Bug 534979 (RHQ-1722)

Summary: Way too many getAvailability threads being spawned
Product: [Other] RHQ Project Reporter: Charles Crouch <ccrouch>
Component: Plugin ContainerAssignee: RHQ Project Maintainer <rhq-maint>
Status: CLOSED CURRENTRELEASE QA Contact:
Severity: medium Docs Contact:
Priority: high    
Version: unspecifiedCC: cwelton, hbrock, jshaughn, mazz
Target Milestone: ---Keywords: SubBug
Target Release: ---   
Hardware: All   
OS: All   
URL: http://jira.rhq-project.org/browse/RHQ-1722
Whiteboard:
Fixed In Version: 1.4 Doc Type: Bug Fix
Doc Text:
Story Points: ---
Clone Of: Environment:
Last Closed: 2014-05-05 11:18:58 EDT Type: ---
Regression: --- Mount Type: ---
Documentation: --- CRM:
Verified Versions: Category: ---
oVirt Team: --- RHEL 7.3 requirements from Atomic Host:
Bug Depends On:    
Bug Blocks: 565628, 741450    
Attachments:
Description Flags
blocking_thread_dump.txt
none
server.log.zip none

Description Charles Crouch 2009-03-04 15:38:00 EST
Due to the locking problem described here: https://jira.jboss.org/jira/browse/JBAS-6546, carrying out certain operations on the JBAS5 plugin will block, e.g. when deleting a datasource.
In this case if you do a threaddump of the JVM (this is through the embedded console so it contains the JBAS instance being monitored plus the plugin container) you will see a large number of threads blocked calling

org.rhq.plugins.jbossas5.ManagedDeploymentComponent.getAvailability(ManagedDeploymentComponent.java:133)

I see currently >300 such threads on my app server. A new thread is added every few seconds. Regardless of whether our availability check hangs (which it appears to be) we should not be continually creating new threads.

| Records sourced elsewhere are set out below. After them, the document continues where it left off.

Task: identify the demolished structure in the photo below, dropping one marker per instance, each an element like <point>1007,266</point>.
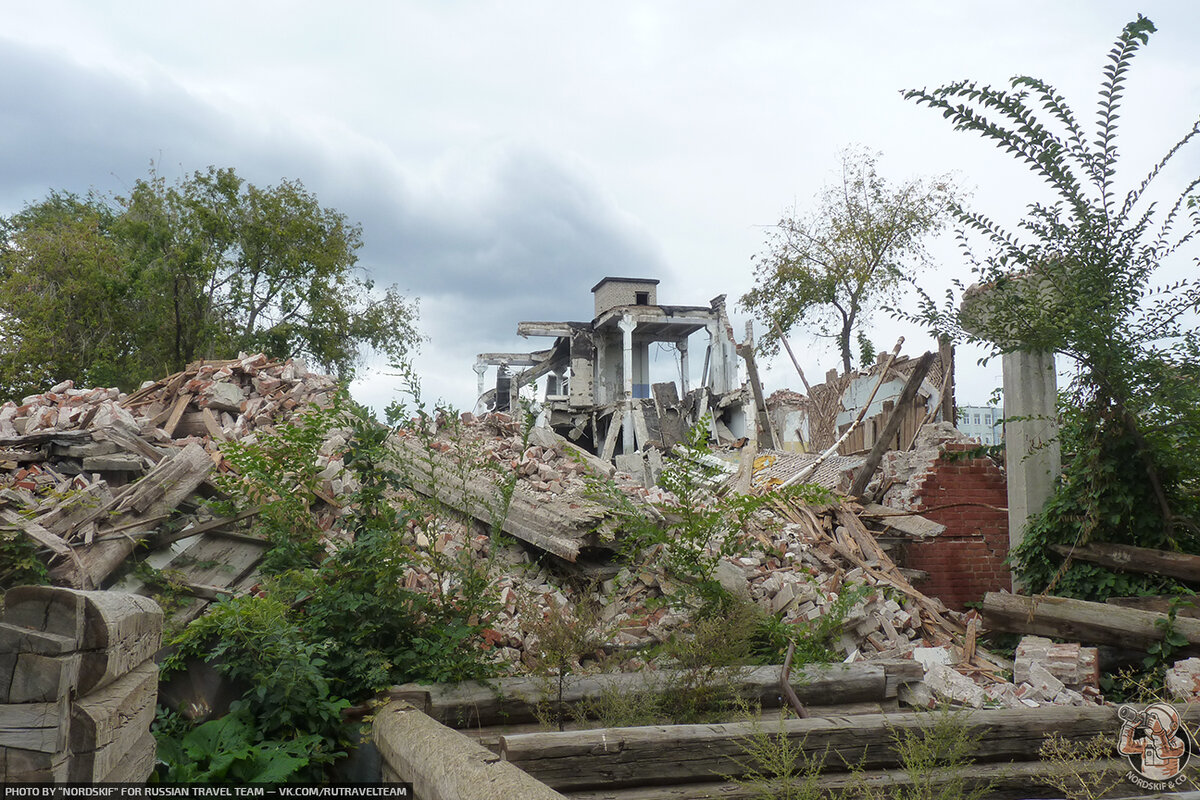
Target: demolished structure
<point>599,389</point>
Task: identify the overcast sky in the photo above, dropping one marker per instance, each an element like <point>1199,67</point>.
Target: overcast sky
<point>503,157</point>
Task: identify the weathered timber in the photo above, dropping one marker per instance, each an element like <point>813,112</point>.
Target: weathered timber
<point>99,719</point>
<point>1079,620</point>
<point>34,678</point>
<point>107,725</point>
<point>1161,605</point>
<point>36,531</point>
<point>509,701</point>
<point>676,755</point>
<point>1137,559</point>
<point>137,764</point>
<point>885,440</point>
<point>160,492</point>
<point>114,631</point>
<point>561,525</point>
<point>443,764</point>
<point>21,765</point>
<point>1020,781</point>
<point>35,726</point>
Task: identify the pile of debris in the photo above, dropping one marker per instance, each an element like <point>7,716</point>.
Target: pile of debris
<point>89,474</point>
<point>93,474</point>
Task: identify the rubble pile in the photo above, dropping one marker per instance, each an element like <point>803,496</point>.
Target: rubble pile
<point>89,474</point>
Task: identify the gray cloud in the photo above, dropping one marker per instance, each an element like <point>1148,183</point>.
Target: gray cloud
<point>487,238</point>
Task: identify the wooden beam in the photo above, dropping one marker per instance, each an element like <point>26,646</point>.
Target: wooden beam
<point>1137,559</point>
<point>443,764</point>
<point>1078,620</point>
<point>627,757</point>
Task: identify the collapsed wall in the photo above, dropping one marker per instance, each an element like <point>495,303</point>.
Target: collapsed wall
<point>951,481</point>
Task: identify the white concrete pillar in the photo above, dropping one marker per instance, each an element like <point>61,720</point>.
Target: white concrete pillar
<point>1032,453</point>
<point>480,370</point>
<point>627,326</point>
<point>684,368</point>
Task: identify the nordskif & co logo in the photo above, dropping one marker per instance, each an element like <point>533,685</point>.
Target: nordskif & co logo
<point>1157,745</point>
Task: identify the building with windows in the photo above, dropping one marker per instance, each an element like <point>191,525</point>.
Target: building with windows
<point>984,423</point>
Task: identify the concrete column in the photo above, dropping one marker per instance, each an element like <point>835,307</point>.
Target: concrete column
<point>627,326</point>
<point>684,368</point>
<point>1032,453</point>
<point>480,370</point>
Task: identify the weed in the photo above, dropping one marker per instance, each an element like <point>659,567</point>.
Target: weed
<point>1080,773</point>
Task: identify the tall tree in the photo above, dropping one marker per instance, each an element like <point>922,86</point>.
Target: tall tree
<point>832,268</point>
<point>1077,277</point>
<point>119,289</point>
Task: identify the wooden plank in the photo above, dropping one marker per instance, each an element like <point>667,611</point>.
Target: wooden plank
<point>1078,620</point>
<point>100,717</point>
<point>106,726</point>
<point>1017,781</point>
<point>1137,559</point>
<point>625,757</point>
<point>114,631</point>
<point>172,481</point>
<point>36,531</point>
<point>443,764</point>
<point>516,699</point>
<point>35,726</point>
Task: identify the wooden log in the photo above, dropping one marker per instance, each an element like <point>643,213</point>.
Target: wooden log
<point>625,757</point>
<point>1079,620</point>
<point>509,701</point>
<point>160,492</point>
<point>1137,559</point>
<point>443,764</point>
<point>137,764</point>
<point>1020,781</point>
<point>553,524</point>
<point>107,725</point>
<point>36,531</point>
<point>114,631</point>
<point>101,717</point>
<point>35,678</point>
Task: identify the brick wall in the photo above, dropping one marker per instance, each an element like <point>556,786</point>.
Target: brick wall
<point>969,558</point>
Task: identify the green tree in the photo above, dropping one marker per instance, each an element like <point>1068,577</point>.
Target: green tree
<point>1075,278</point>
<point>119,289</point>
<point>833,266</point>
<point>64,289</point>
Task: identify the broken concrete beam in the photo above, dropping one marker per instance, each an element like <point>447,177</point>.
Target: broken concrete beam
<point>1083,621</point>
<point>443,764</point>
<point>113,463</point>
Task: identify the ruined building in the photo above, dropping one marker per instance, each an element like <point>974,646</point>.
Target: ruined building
<point>600,391</point>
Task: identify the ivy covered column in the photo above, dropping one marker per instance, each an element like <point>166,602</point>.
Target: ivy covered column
<point>1032,453</point>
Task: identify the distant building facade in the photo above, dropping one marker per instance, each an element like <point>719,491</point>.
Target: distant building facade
<point>984,423</point>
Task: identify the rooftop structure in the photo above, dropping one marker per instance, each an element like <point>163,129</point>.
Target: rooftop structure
<point>599,373</point>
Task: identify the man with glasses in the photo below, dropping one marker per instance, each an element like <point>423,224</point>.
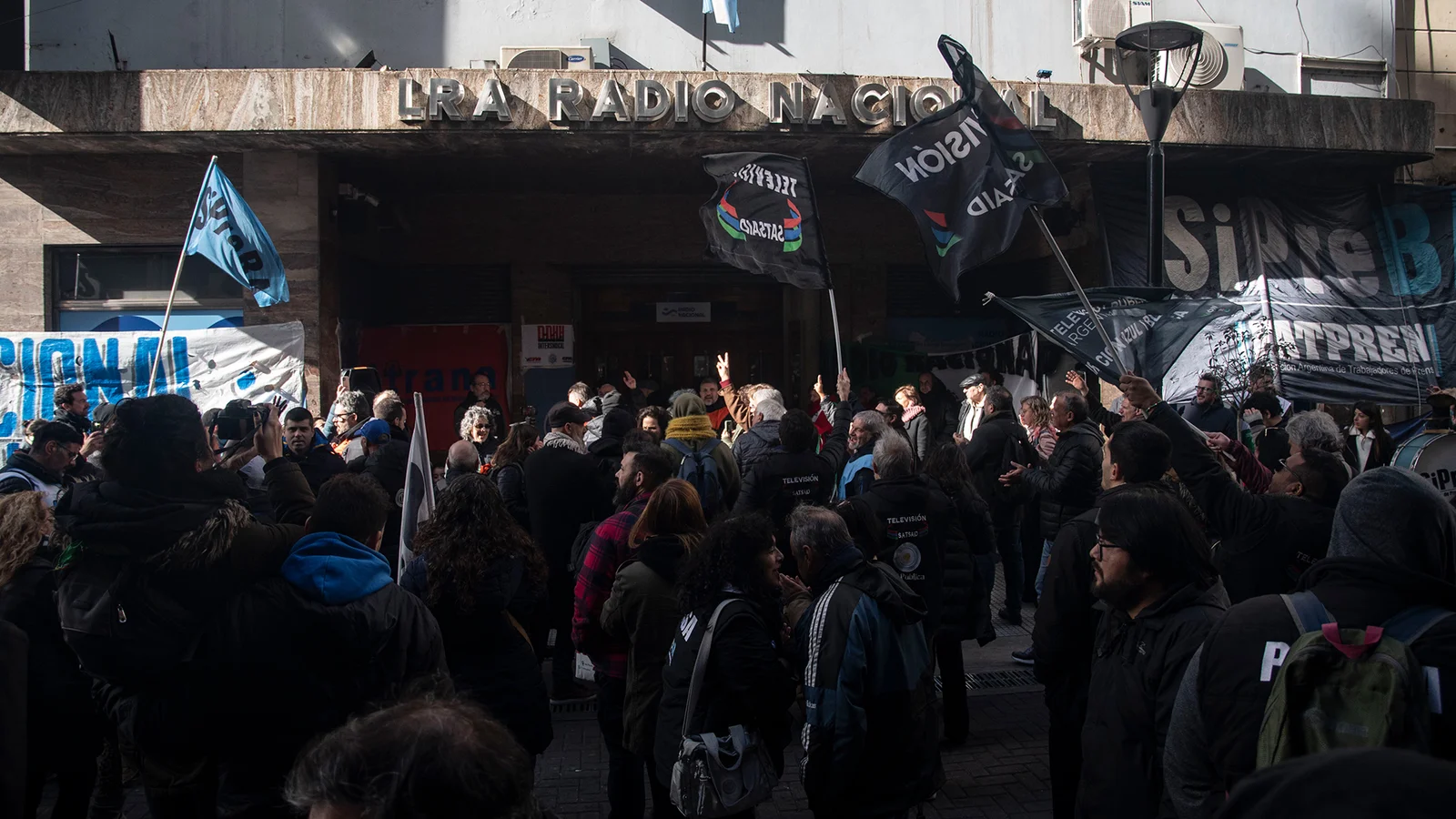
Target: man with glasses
<point>56,446</point>
<point>1208,411</point>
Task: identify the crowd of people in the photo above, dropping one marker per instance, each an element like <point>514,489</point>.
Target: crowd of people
<point>220,605</point>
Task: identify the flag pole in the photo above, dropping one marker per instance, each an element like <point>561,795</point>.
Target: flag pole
<point>177,278</point>
<point>1072,278</point>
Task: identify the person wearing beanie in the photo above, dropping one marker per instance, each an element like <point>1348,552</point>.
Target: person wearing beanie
<point>1392,547</point>
<point>691,431</point>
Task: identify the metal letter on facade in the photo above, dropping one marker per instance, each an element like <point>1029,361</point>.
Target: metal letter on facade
<point>922,94</point>
<point>652,101</point>
<point>494,99</point>
<point>681,102</point>
<point>826,106</point>
<point>444,98</point>
<point>611,104</point>
<point>781,101</point>
<point>408,111</point>
<point>727,101</point>
<point>562,98</point>
<point>864,98</point>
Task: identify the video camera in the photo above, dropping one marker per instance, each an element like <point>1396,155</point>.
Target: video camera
<point>239,420</point>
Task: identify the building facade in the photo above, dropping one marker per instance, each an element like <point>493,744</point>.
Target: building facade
<point>422,191</point>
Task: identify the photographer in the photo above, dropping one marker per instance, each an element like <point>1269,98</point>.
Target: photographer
<point>157,550</point>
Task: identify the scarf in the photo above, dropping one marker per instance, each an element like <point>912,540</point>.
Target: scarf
<point>565,442</point>
<point>691,428</point>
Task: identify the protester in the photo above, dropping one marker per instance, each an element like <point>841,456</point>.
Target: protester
<point>309,450</point>
<point>975,389</point>
<point>871,741</point>
<point>713,405</point>
<point>482,395</point>
<point>762,436</point>
<point>43,468</point>
<point>385,460</point>
<point>171,522</point>
<point>1392,547</point>
<point>970,573</point>
<point>916,420</point>
<point>1136,457</point>
<point>995,445</point>
<point>422,760</point>
<point>608,448</point>
<point>735,576</point>
<point>798,474</point>
<point>295,656</point>
<point>865,430</point>
<point>475,428</point>
<point>1069,482</point>
<point>609,548</point>
<point>509,470</point>
<point>1271,440</point>
<point>62,727</point>
<point>654,420</point>
<point>1368,445</point>
<point>564,491</point>
<point>1266,541</point>
<point>642,611</point>
<point>482,577</point>
<point>699,457</point>
<point>1152,570</point>
<point>1208,411</point>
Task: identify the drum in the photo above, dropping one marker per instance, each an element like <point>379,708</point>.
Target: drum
<point>1431,455</point>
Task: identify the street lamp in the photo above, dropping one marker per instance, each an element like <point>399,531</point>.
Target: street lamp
<point>1157,104</point>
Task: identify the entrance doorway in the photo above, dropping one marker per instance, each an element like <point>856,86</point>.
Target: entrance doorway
<point>652,327</point>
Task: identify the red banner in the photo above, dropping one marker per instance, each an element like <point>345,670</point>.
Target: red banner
<point>439,361</point>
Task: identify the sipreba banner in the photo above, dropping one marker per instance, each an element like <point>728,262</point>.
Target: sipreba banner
<point>1358,283</point>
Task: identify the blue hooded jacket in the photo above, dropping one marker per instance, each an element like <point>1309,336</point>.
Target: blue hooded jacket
<point>335,569</point>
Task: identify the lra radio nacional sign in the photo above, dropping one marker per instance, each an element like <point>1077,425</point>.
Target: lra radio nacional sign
<point>652,101</point>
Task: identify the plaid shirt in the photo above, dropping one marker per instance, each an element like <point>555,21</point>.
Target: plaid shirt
<point>608,551</point>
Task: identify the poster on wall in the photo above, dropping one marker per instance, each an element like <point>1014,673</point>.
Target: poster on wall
<point>548,346</point>
<point>208,366</point>
<point>1356,283</point>
<point>439,361</point>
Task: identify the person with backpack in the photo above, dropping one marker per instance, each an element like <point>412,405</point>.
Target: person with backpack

In the logs I'm seeing things like...

2009-03-04 13:56:42,296 DEBUG [org.rhq.core.pc.inventory.AvailabilityExecutor] (InventoryManager.availability-1) Failed to collect availability on resource Resource[id=-21, type=JBoss Service (SAR), key=vfsfile:/C:/usr/apps/jboss/jboss-5.1.0.Beta1/server/default/deploy/jsr88-service.xml, name=jsr88-service.xml, version=?] (call timed out)
2009-03-04 13:56:42,296 DEBUG [org.jboss.remoting.InvokerRegistry] (ResourceContainer.invoker.daemon-223) decremented org.jboss.remoting.transport.local.LocalClientInvoker@77075d's count, current count 2
...

2009-03-04 14:28:57,562 DEBUG [org.rhq.core.pc.inventory.AvailabilityExecutor] (InventoryManager.availability-1) Failed to collect availability on resource Resource[id=-46, type=JBoss Service (SAR), key=vfsfile:/C:/usr/apps/jboss/jboss-5.1.0.Beta1/server/default/deploy/ejb2-timer-service.xml, name=ejb2-timer-service.xml, version=?] (call timed out)
2009-03-04 14:28:57,562 DEBUG [org.jboss.remoting.InvokerRegistry] (ResourceContainer.invoker.daemon-547) decremented org.jboss.remoting.transport.local.LocalClientInvoker@77075d's count, current count 323


There are 547-223=324 threads in the dump, so it looks like every time the avail check times out a new thread is generated. In the log snippet above ResourceContainer.invoker.daemon-547 thread is not mentioned in the log anywhere before this message.
Comment 1 Charles Crouch 2009-03-04 15:41:43 EST
blocking_thread_dump.txt contains the output of the ServerInfo threaddump method
Comment 2 Charles Crouch 2009-03-04 15:47:24 EST
Could be related to RHQ-1720
Comment 3 Charles Crouch 2009-03-05 10:19:10 EST
server.log.zip is the entire server (and embedded console) log over the period when this problem was seen.
Comment 4 John Mazzitelli 2009-03-05 11:03:13 EST
More logs of interest:

2009-03-04 13:57:49,062 DEBUG [org.rhq.core.pc.inventory.ResourceContainer$ResourceComponentInvocationHandler] (InventoryManager.availability-1) Call to org.rhq.plugins.jbossas5.ManagedComponentComponent.getAvailability() with args [] timed out. Interrupting the invocation thread...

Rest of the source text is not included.